Juan Diego Florez may never be "three tenor" material, but when you can hit nine top Cs with the ease he displayed in Donizetti's "Ah! Mes amis...", you don't need comrades-in-arms. The handsome Peruvian clearly has a huge and appreciative following, who adore his apparently effortless and well-focused sound. This aria, from La Fille du régiment, is not for the faint-hearted, and Florez delivered it to perfection with seeming insouciance. As he demonstrated in a beautiful account of another Donizetti aria, "Una furtiva lagrima" from L'elisir d'amore, the size of his voice is less important than its honeyed quality and agility.
However, it was in an earlier aria, from Rossini's The Barber of Seville, that Florez most dazzled. "Cessa di piu resistere", is a piece of vocal pyrotechnics. Its rippling scales and decorative coloratura passages demand knife-edge precision, and Florez didn't disappoint. His vocal energy and pace were electrifying.

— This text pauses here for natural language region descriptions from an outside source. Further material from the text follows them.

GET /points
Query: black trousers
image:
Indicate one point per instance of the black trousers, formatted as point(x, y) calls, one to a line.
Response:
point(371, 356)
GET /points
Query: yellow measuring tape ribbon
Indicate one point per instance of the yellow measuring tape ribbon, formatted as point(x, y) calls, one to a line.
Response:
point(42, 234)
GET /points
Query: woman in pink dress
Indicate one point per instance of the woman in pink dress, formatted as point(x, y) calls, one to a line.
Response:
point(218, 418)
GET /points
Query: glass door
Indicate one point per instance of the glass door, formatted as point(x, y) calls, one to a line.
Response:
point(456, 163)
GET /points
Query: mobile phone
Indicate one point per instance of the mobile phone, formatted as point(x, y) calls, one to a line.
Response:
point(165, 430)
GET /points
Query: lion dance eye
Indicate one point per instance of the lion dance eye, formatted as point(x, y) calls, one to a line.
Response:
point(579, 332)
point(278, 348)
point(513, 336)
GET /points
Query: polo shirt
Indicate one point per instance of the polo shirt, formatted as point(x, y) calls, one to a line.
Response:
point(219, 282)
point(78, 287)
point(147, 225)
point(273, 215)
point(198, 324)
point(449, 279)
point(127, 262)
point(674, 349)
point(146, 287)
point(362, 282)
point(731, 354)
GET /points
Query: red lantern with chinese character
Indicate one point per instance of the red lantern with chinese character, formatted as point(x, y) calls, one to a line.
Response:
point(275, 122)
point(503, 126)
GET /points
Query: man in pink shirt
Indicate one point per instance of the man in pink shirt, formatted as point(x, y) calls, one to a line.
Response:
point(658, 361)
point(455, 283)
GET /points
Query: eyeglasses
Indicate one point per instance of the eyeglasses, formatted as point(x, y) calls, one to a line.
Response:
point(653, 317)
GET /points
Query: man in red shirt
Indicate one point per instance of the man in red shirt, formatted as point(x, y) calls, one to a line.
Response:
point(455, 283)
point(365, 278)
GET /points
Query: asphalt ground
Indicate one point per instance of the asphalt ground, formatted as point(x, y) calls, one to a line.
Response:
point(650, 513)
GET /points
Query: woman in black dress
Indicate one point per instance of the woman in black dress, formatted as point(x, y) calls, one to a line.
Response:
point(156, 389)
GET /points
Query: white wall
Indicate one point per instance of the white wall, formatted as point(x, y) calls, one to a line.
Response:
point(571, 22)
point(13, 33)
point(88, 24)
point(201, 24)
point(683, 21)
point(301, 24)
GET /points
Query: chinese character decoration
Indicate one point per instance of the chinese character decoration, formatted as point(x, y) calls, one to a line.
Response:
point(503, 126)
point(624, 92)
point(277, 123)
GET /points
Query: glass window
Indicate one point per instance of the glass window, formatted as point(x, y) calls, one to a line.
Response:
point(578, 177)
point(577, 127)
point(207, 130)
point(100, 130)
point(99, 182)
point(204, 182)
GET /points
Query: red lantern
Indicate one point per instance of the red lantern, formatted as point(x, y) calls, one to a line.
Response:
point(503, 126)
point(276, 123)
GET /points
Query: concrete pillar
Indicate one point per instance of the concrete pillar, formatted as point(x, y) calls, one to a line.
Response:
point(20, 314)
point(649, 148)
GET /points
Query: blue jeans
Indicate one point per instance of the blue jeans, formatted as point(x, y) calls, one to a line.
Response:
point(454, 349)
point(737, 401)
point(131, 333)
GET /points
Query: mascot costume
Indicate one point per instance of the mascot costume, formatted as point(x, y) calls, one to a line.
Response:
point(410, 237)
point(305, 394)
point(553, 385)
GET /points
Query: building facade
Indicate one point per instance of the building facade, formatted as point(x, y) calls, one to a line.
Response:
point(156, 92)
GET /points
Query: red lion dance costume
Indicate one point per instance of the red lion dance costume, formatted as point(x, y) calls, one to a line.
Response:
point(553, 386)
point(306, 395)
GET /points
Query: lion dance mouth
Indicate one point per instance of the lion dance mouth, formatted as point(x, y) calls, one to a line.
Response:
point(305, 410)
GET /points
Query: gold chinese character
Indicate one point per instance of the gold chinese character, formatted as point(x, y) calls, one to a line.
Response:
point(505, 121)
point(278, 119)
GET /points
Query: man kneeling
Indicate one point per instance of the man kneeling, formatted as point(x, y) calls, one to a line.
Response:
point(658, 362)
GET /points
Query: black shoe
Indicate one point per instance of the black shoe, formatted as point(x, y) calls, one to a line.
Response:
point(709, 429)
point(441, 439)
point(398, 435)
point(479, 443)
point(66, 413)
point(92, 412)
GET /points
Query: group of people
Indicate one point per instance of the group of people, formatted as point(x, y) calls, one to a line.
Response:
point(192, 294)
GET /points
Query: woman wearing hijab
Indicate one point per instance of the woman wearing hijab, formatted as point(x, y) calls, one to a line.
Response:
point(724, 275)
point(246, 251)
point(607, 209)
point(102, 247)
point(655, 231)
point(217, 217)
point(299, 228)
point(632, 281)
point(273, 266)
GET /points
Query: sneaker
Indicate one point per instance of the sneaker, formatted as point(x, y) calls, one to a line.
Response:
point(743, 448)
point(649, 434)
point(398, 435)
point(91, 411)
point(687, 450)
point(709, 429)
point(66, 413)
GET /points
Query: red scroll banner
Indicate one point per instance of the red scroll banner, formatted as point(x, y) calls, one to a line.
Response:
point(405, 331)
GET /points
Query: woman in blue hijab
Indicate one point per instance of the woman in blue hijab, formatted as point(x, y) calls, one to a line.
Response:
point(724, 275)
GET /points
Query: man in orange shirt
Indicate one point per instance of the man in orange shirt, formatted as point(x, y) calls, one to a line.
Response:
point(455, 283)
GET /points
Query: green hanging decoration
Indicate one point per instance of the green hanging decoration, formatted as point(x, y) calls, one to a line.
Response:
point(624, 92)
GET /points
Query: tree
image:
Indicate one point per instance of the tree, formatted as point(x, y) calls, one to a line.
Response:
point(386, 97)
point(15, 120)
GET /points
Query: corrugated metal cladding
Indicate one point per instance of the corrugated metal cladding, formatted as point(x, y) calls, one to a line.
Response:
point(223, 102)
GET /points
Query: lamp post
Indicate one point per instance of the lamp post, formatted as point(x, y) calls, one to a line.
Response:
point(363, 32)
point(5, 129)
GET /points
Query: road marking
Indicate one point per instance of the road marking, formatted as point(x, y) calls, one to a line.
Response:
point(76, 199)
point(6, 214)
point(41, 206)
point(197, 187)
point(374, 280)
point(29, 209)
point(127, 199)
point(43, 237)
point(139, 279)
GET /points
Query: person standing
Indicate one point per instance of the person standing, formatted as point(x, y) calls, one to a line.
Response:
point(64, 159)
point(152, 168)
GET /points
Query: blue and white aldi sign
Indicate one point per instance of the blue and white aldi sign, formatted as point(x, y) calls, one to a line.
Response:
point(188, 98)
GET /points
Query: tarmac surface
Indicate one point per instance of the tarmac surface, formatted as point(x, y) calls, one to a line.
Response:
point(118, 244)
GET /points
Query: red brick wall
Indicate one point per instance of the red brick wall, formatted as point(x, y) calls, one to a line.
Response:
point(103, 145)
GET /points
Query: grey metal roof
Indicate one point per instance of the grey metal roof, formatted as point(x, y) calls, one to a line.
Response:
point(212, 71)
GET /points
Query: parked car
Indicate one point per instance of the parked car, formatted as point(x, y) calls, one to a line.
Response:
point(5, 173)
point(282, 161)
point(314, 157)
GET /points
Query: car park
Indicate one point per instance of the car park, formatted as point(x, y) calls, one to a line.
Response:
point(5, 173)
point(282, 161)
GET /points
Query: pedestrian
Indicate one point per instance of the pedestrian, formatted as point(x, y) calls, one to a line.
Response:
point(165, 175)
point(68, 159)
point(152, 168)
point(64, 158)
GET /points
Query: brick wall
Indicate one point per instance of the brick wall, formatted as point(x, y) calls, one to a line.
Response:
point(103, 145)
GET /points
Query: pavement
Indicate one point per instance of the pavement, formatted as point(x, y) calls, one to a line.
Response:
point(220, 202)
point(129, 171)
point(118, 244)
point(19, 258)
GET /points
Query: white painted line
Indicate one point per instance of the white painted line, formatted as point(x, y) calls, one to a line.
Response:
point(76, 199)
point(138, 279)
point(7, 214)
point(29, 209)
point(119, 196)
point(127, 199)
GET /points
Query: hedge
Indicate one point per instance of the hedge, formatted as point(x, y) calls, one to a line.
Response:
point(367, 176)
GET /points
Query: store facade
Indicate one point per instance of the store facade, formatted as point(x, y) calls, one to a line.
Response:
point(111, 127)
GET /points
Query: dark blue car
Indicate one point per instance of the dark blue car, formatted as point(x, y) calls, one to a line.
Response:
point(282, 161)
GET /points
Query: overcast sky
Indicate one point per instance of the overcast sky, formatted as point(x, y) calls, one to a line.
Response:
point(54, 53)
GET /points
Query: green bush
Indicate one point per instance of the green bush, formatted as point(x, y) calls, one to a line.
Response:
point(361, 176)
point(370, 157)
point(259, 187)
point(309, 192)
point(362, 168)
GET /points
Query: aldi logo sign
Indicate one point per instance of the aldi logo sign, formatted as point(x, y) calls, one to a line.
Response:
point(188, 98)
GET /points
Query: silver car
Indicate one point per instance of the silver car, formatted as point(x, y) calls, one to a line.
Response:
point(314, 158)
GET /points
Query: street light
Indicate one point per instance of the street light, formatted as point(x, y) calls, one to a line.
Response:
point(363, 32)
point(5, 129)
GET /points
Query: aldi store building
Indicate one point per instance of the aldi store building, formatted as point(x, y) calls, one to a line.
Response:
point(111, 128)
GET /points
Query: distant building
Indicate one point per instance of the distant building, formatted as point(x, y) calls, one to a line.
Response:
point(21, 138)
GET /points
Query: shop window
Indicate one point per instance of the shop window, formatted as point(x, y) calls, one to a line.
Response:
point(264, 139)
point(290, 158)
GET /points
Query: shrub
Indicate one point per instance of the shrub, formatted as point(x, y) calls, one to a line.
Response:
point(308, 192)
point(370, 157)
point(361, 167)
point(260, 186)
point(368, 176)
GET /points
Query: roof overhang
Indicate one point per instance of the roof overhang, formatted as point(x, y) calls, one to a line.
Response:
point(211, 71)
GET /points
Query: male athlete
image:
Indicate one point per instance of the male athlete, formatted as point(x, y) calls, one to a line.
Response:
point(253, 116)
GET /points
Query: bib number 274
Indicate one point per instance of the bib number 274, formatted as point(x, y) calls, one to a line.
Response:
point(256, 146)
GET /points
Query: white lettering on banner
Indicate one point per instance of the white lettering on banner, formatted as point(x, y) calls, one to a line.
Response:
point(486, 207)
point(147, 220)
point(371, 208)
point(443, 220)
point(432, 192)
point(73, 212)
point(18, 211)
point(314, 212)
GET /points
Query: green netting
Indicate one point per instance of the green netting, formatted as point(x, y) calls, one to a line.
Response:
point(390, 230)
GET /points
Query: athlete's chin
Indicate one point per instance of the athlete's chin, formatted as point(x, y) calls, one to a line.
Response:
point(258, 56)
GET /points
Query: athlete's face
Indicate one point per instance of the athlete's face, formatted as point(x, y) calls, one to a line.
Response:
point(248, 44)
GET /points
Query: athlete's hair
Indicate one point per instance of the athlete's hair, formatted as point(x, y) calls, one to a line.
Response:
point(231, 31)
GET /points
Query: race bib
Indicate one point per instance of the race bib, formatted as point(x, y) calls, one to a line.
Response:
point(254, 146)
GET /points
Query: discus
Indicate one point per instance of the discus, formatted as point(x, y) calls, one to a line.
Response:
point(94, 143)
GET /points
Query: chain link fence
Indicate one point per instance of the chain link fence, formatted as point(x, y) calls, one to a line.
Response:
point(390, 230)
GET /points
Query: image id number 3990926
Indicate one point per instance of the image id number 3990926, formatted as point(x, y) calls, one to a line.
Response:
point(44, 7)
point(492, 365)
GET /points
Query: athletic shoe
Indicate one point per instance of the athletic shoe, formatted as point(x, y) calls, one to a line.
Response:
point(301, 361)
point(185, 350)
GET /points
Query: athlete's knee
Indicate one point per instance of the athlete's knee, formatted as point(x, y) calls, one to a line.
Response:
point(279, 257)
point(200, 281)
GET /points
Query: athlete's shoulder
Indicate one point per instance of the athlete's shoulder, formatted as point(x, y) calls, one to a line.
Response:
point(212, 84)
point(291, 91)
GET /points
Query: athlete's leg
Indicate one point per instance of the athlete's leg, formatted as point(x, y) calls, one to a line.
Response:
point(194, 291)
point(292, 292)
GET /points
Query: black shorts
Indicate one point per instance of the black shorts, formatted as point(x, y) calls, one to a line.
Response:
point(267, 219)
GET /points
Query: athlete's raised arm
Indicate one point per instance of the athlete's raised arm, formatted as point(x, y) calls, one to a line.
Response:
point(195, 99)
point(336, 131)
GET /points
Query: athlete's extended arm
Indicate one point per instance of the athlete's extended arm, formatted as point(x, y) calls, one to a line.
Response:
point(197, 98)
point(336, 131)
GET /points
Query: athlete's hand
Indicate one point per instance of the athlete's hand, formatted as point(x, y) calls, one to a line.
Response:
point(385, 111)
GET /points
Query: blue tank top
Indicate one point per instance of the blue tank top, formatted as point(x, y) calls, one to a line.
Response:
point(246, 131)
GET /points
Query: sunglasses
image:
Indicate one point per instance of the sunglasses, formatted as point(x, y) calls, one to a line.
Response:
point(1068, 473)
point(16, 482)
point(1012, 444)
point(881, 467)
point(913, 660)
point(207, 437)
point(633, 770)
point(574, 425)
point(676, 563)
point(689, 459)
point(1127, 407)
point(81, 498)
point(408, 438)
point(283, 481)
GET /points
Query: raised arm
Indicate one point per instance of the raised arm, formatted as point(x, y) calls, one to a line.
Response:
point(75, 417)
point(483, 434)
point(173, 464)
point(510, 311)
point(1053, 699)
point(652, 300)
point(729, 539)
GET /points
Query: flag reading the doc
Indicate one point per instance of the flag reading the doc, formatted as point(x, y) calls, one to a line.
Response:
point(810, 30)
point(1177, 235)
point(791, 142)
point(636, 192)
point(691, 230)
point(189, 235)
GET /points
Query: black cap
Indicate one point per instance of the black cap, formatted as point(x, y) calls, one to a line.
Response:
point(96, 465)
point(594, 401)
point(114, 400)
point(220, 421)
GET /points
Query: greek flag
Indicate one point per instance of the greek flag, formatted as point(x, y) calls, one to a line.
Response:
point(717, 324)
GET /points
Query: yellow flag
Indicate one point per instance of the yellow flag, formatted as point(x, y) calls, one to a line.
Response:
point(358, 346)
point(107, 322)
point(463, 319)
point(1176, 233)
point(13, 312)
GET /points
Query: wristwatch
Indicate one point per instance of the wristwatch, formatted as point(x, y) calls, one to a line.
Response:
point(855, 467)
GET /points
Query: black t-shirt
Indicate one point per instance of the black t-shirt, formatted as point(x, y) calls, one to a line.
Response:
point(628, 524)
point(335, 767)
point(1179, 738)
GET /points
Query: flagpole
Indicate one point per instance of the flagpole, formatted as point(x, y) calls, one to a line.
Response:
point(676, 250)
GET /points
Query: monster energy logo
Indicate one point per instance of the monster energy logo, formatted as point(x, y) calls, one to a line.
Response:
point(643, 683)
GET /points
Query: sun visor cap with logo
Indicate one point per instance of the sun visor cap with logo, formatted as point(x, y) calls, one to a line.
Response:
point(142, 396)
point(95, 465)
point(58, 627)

This kind of programme, made up of shortish pieces frequently interrupted by applause and stage business, can quickly turn into a series of bitty showpieces. But from the opening Barber of Seville Overture to an exuberant account of Chabrier's España, Barry Wordsworth, in his final concert as principal conductor of the BBC Concert Orchestra, held the concert together with quiet aplomb. Under his idiomatic direction, players brought a swagger and a sexiness to three dances from Falla's The Three-Cornered Hat, and a refined sensuality to the tender intermezzo from Granados's Goyescas.
The programme brought out the best in both conductor and orchestra, even though the solo pianist, Artur Pizarro, seemed so intent on infusing Falla's Nights in the Gardens of Spain with poetry at the expense of drama, that even in the swirling last movement, the gardens never quite came into full bloom.
Out of a handful of Latin-American popular songs in the programme, "Mejico lindo", an unofficial Mexican national anthem, is a song to stir the passions. "El dia que me quieras", a tango featuring the haunting sound of the bandoneon, was delicately shaded and expressive, with Florez demonstrating that he has crooner potential, too.